Mercredi 23 mars 2005 à 19h
Autour de ses livres Tu ne mourras pas et Adoremus
(Les Contrebandiers éditeurs)
Tu ne mourras pas :
« Voici un livre lumineux. Aveuglant par son audace et son évidence. Une histoire d’amour fulgurante, en forme de légende millénaire, portée par une écriture incandescente, inspirée, magnifiquement lyrique. Une passion absolue, otale, dévorante entre une toute jeune femme et un gamin de 9 ans. La jeune femme, c’est Aude, étudiante en philo qui marche bravement à côté de sa vie. Un amant, des amis, des cours à la face, un présent et un avenir lisses comme une autoroute, sans prise ni surprise. Le gamin, c’est Corentin, un garçon d’une étonnante maturité, dont les parents, passablement débordés, recherchent désespérément une baby-sitter. L’auteur, Bénédicte Heim, jeune professeur de français jusqu’ici inconnue, n’esquive rien de leur relation, la recueille, l’impose, la met à nu, jusqu’à l’éblouissement. Sans jamais susciter chez le lecteur le moindre malaise. Amants, frère et sœur, enfant et adulte à tour de rôle, Aude et Corentin s’aiment comme si leur rencontre était inscrite de toute éternité, bien avant qu’ils ne se soient vus pour la première fois, bien avant leur naissance à tous les deux. Comme si l’amour n’avait jamais existé avant eux et qu’ils l’inventaient au jour le jour, chacun accouchant l’autre de son corps et de sa vie. Le lecteur, fasciné, reste suspendu jusqu’au bout à ce récit funambule qui revisite avec un singulier culot le mythe de l’amour fou. Qui a dit que la littérature contemporaine française manquait de jeunes auteurs ? »
Michel Abescat, Télérama
« C’est une histoire interdite et folle. L’histoire d’un coup de foudre entre Corentin, 9 ans, et sa baby-sitter, Aude. Ou plutôt celle de l’irrésistible séduction de ce garçon singulier, cachant ses étranges dessins de femmes, de sous-vêtements, en rupture avec sa mère, n’aimant que son père, et qui avait déjà exercé son charme sur sa précédente baby-sitter.

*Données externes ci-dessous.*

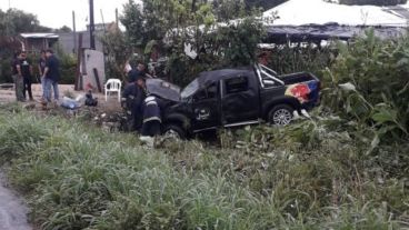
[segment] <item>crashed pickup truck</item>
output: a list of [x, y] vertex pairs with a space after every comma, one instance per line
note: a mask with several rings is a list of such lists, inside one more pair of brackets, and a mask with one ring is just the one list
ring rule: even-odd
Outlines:
[[163, 133], [183, 139], [266, 121], [286, 126], [295, 111], [317, 106], [320, 81], [308, 72], [278, 76], [256, 64], [202, 72], [180, 93], [178, 87], [161, 80], [148, 81], [147, 87], [162, 101]]

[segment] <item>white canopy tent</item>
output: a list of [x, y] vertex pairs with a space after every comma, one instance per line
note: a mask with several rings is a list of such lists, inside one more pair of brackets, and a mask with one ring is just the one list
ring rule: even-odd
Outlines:
[[401, 10], [409, 4], [399, 7], [346, 6], [329, 3], [323, 0], [289, 0], [263, 13], [278, 19], [272, 26], [326, 24], [336, 22], [345, 26], [387, 26], [406, 27], [408, 18]]

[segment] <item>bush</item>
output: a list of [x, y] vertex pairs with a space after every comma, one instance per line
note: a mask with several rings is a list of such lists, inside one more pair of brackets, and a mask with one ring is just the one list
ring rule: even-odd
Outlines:
[[[409, 37], [380, 40], [373, 30], [339, 56], [325, 76], [323, 104], [343, 118], [376, 128], [379, 138], [409, 137]], [[377, 141], [377, 140], [375, 140]]]
[[375, 4], [375, 6], [396, 6], [406, 4], [408, 0], [340, 0], [341, 4]]

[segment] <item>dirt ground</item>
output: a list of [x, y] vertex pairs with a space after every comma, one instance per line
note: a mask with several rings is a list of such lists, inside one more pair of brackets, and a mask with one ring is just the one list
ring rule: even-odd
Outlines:
[[[60, 91], [60, 100], [66, 94], [70, 94], [74, 97], [79, 94], [86, 94], [84, 91], [74, 91], [73, 84], [59, 84], [59, 91]], [[39, 101], [42, 94], [41, 84], [32, 84], [32, 94], [33, 94], [34, 101], [27, 101], [22, 103], [23, 104], [36, 104], [36, 107], [40, 107]], [[98, 108], [100, 111], [111, 113], [111, 112], [118, 112], [121, 110], [117, 93], [112, 93], [111, 96], [108, 96], [108, 101], [106, 101], [103, 93], [93, 92], [92, 96], [94, 98], [98, 98]], [[0, 103], [7, 103], [7, 102], [13, 102], [13, 101], [16, 101], [14, 89], [13, 88], [9, 88], [9, 89], [0, 88]]]
[[7, 179], [0, 171], [0, 229], [31, 230], [32, 228], [27, 222], [28, 208], [4, 184], [7, 184]]

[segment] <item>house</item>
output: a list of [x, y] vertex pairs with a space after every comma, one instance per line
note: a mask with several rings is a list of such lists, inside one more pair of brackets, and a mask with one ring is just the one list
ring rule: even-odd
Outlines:
[[51, 48], [59, 40], [56, 33], [21, 33], [21, 48], [30, 52], [39, 52]]
[[372, 28], [380, 38], [407, 31], [409, 3], [395, 7], [346, 6], [323, 0], [289, 0], [263, 13], [268, 22], [265, 43], [350, 40]]

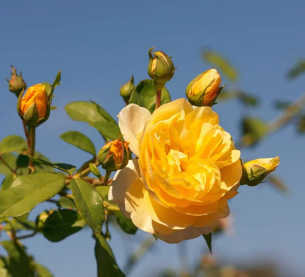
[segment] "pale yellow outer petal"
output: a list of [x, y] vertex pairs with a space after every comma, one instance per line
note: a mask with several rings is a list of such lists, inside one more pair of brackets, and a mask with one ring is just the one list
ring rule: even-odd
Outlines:
[[151, 117], [148, 110], [130, 104], [118, 114], [118, 126], [124, 139], [130, 143], [129, 148], [137, 157], [140, 155], [137, 133]]

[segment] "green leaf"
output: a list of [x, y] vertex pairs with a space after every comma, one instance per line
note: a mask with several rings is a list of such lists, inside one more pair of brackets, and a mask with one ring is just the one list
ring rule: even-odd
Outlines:
[[59, 206], [63, 208], [66, 209], [72, 209], [74, 210], [77, 210], [77, 208], [74, 203], [74, 201], [66, 196], [63, 196], [58, 199], [58, 204]]
[[275, 100], [273, 102], [273, 106], [277, 109], [284, 110], [287, 109], [291, 104], [291, 103], [289, 101]]
[[63, 164], [61, 163], [50, 163], [49, 162], [44, 161], [41, 159], [39, 159], [35, 157], [28, 156], [28, 158], [36, 163], [51, 166], [54, 168], [58, 169], [58, 170], [61, 170], [62, 171], [67, 172], [69, 175], [72, 175], [72, 174], [76, 169], [76, 167], [68, 164]]
[[85, 225], [85, 221], [78, 212], [62, 209], [54, 211], [48, 217], [42, 232], [47, 239], [56, 242], [78, 232]]
[[305, 60], [299, 61], [287, 73], [289, 80], [293, 80], [297, 77], [305, 73]]
[[102, 235], [95, 235], [95, 253], [98, 265], [98, 277], [125, 277], [116, 264], [110, 247]]
[[66, 142], [92, 154], [95, 157], [96, 155], [95, 147], [90, 139], [80, 132], [68, 131], [62, 134], [59, 137]]
[[209, 50], [202, 51], [203, 59], [215, 67], [229, 80], [236, 82], [238, 79], [237, 71], [225, 57], [216, 52]]
[[0, 218], [17, 217], [53, 197], [65, 186], [65, 176], [48, 172], [20, 176], [0, 191]]
[[94, 104], [97, 107], [97, 109], [99, 112], [99, 113], [103, 116], [107, 121], [109, 121], [109, 122], [112, 122], [114, 124], [117, 125], [117, 122], [115, 121], [115, 119], [112, 117], [108, 112], [107, 111], [101, 106], [100, 106], [98, 104], [95, 103], [94, 101], [90, 101], [91, 103]]
[[241, 121], [243, 146], [251, 146], [264, 138], [268, 133], [265, 122], [258, 117], [246, 116]]
[[117, 124], [105, 120], [96, 121], [89, 125], [100, 131], [105, 140], [114, 140], [123, 136]]
[[202, 236], [205, 240], [205, 242], [208, 247], [208, 250], [210, 251], [211, 254], [212, 254], [212, 233], [209, 233], [207, 235], [203, 234]]
[[124, 217], [120, 211], [115, 211], [113, 213], [116, 222], [125, 233], [132, 235], [134, 235], [136, 233], [138, 228], [130, 219]]
[[3, 181], [2, 181], [1, 189], [3, 190], [7, 190], [12, 184], [14, 176], [13, 176], [13, 174], [7, 175], [6, 177], [3, 179]]
[[13, 135], [4, 138], [0, 142], [0, 153], [16, 152], [20, 153], [27, 147], [26, 142], [23, 138]]
[[110, 188], [109, 186], [97, 186], [95, 189], [103, 200], [108, 201], [108, 194]]
[[9, 254], [8, 271], [12, 277], [34, 277], [30, 259], [23, 247], [13, 240], [4, 240], [1, 244]]
[[258, 99], [255, 96], [242, 92], [238, 93], [237, 95], [239, 101], [244, 105], [252, 107], [256, 107], [258, 105]]
[[[13, 169], [16, 169], [17, 158], [11, 153], [6, 153], [1, 155], [2, 159]], [[9, 169], [4, 163], [0, 161], [0, 174], [8, 175], [12, 174], [12, 171]]]
[[37, 262], [34, 262], [34, 265], [37, 273], [35, 277], [54, 277], [54, 275], [45, 266]]
[[97, 110], [96, 105], [92, 103], [71, 102], [65, 107], [65, 110], [70, 118], [75, 121], [92, 123], [104, 119]]
[[95, 188], [81, 179], [72, 179], [71, 191], [85, 221], [96, 233], [101, 233], [105, 220], [103, 199]]
[[[131, 93], [129, 104], [134, 103], [148, 109], [151, 113], [156, 107], [156, 92], [154, 81], [141, 81]], [[165, 87], [162, 89], [161, 105], [170, 102], [170, 95]]]

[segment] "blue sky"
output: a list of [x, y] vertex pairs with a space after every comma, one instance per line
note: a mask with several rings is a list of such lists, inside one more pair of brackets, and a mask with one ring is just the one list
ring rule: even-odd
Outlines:
[[[22, 135], [16, 98], [4, 80], [9, 77], [10, 65], [23, 71], [28, 86], [51, 82], [61, 69], [62, 85], [56, 88], [53, 101], [58, 109], [38, 129], [37, 148], [52, 160], [79, 166], [88, 156], [61, 140], [60, 134], [75, 130], [90, 137], [97, 148], [104, 142], [93, 128], [71, 120], [64, 107], [70, 102], [91, 100], [116, 116], [124, 106], [120, 84], [132, 73], [136, 82], [148, 78], [147, 51], [157, 47], [173, 56], [179, 67], [166, 85], [173, 99], [184, 97], [188, 83], [210, 67], [200, 59], [203, 47], [219, 51], [232, 61], [239, 72], [239, 85], [263, 100], [260, 108], [250, 110], [234, 102], [215, 107], [221, 124], [236, 139], [241, 114], [271, 120], [278, 115], [271, 107], [272, 99], [295, 99], [303, 91], [304, 77], [288, 82], [285, 75], [305, 56], [304, 9], [301, 0], [3, 1], [0, 139]], [[215, 242], [217, 257], [240, 261], [274, 256], [283, 267], [305, 272], [304, 139], [288, 127], [254, 149], [243, 151], [245, 159], [280, 156], [277, 173], [289, 184], [290, 192], [283, 196], [267, 185], [241, 188], [230, 204], [235, 233]], [[36, 210], [51, 207], [44, 204]], [[114, 231], [111, 245], [120, 265], [126, 253], [145, 236], [139, 232], [126, 239], [127, 235]], [[51, 243], [41, 235], [24, 242], [56, 277], [96, 274], [89, 229], [60, 243]], [[186, 244], [188, 260], [194, 264], [205, 250], [204, 242], [199, 238]], [[144, 257], [131, 275], [148, 276], [148, 272], [163, 267], [179, 269], [178, 250], [178, 245], [157, 242], [155, 251]]]

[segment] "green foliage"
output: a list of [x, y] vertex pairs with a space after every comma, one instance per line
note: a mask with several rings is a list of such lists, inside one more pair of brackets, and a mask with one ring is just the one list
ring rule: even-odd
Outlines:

Pour son deuxième roman après Soleil cou coupé (Ed Baleine/Seuil), Bénédicte Heim a choisi un sujet périlleux et le traite avec beaucoup de subtilité(...) »
Jo.S. Le Monde des livres
Adoremus :
" Deux amants face à face dans l’éblouissement de leur passion. Deux discours irrépressiblement mêlés qui se croisent et se tissent, se répondent et se chevauchent. "Il" et "elle" se cherchent, se heurtent, s’apprivoisent. Et dévoilent peu à peu, au delà de toute pudeur, la genèse de leur rencontre, la bousculade des sentiments, les ravages d’un désir cannibale. Et bientôt l’évidence d’un lien absolu. Cet amour fulgurant, dévastateur, ils le convoquent et le mettent à nu, l’explorent et le fouillent, le traquent dans ses détours et s’en saoulent, sans jamais se lasser. il. Elle. Nous. Homme et femme s’engendrent mutuellement, amants, frère et soeur, enfant et parent, tout à la fois. Bénédicte Heim emporte les mots, embrase chacune de ses phrases, sature son texte jusqu’à l’explosion, entre prose et poésie, roman et incantation. Après Tu ne mourras pas, qui osait évoquer la relation dévorante entre une jeune femme et un gamin de 9 ans, cette jeune enseignante de français poursuit son exploration du mythe de l’amour fou. Avec une singulière ferveur lyrique. "
Michel Abescat, Télérama
voir aussi la chronique d’Adoremus dans les pages coups de cœur de la librairie
L’auteur :
Née en 1970 à Strasbourg. Professeur de français dans un collège de banlieue parisienne.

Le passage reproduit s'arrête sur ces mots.